With cyber-attacks becoming increasingly sophisticated, hotels today need to look beyond their standard security frameworks and implement all the necessary guardrails to ensure guests’ credit card and personally identifiable information (PII) are protected. While EMV chip cards have resulted in safer transactions at the point of sale by encrypting account information, the threat has now shifted to PII. This means the data stored in guest loyalty programs or at the time of booking should be safeguarded.
Loyalty programs represent both an opportunity and a risk for hotels. The main benefit is, of course, ongoing promotions and incentives to encourage repeat visits.

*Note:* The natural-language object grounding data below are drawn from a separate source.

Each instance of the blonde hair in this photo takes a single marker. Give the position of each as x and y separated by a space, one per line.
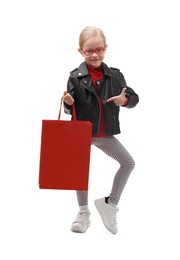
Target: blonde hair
88 32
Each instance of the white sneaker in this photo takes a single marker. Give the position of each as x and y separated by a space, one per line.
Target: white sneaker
108 214
82 221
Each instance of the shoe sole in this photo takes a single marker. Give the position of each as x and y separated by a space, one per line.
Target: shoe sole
80 229
100 209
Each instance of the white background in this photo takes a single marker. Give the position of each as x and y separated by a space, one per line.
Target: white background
38 49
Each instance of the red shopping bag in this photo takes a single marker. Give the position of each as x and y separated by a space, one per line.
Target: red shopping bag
65 154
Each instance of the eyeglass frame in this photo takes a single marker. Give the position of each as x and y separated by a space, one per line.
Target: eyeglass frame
93 51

With guest information such as name, email address, zip code, telephone number, passport number, date of birth, and more, as part of a guest’s loyalty program profile, this information needs to be well protected to avoid the potential for identity theft, phishing scams or other fraudulent activity.
Hotels are responsible for protecting this information not only for the benefit of their guests, but also for that of the hotel’s as data breaches can affect the business reputation and profits. Some proactive measures to ensure improved cyber security include:
Building Employee Awareness
It’s important to implement a training program that continuously educates employees on the importance of data security and best practices. For example, informing employees about phishing emails, and how to spot them, can help minimize the risk of them clicking on links or opening attachments that grant hackers access to confidential information.
Managing Access to Data
Businesses should constantly ensure that employees only have access to the crucial information necessary to their jobs. Most data breaches occur due to an employee breach. Restricting data permissions is vital in preventing breaches.

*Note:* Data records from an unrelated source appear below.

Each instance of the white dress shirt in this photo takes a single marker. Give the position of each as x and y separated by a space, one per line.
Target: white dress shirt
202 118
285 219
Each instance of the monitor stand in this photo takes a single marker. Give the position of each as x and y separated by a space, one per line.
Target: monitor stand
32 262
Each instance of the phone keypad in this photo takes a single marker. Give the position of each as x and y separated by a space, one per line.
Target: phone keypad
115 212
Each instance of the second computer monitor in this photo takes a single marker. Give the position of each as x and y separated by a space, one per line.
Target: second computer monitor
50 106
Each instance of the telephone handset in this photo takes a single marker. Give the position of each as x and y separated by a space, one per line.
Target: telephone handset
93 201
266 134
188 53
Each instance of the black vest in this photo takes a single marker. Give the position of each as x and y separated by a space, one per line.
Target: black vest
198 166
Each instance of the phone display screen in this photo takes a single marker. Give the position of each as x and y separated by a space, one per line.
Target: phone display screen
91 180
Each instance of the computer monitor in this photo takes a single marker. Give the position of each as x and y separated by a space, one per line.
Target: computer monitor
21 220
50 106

Investing in Up-to-date Machines
Updating computers and POS systems with up-to-date technology is an important step in avoiding a potential breach. These investments can include stronger firewalls and a protected Wi-Fi network to keep malware away from sensitive data.
Hotels should take proactive measures to develop data protection governance capabilities and take a holistic approach that treats PII data as if it were personal financial information.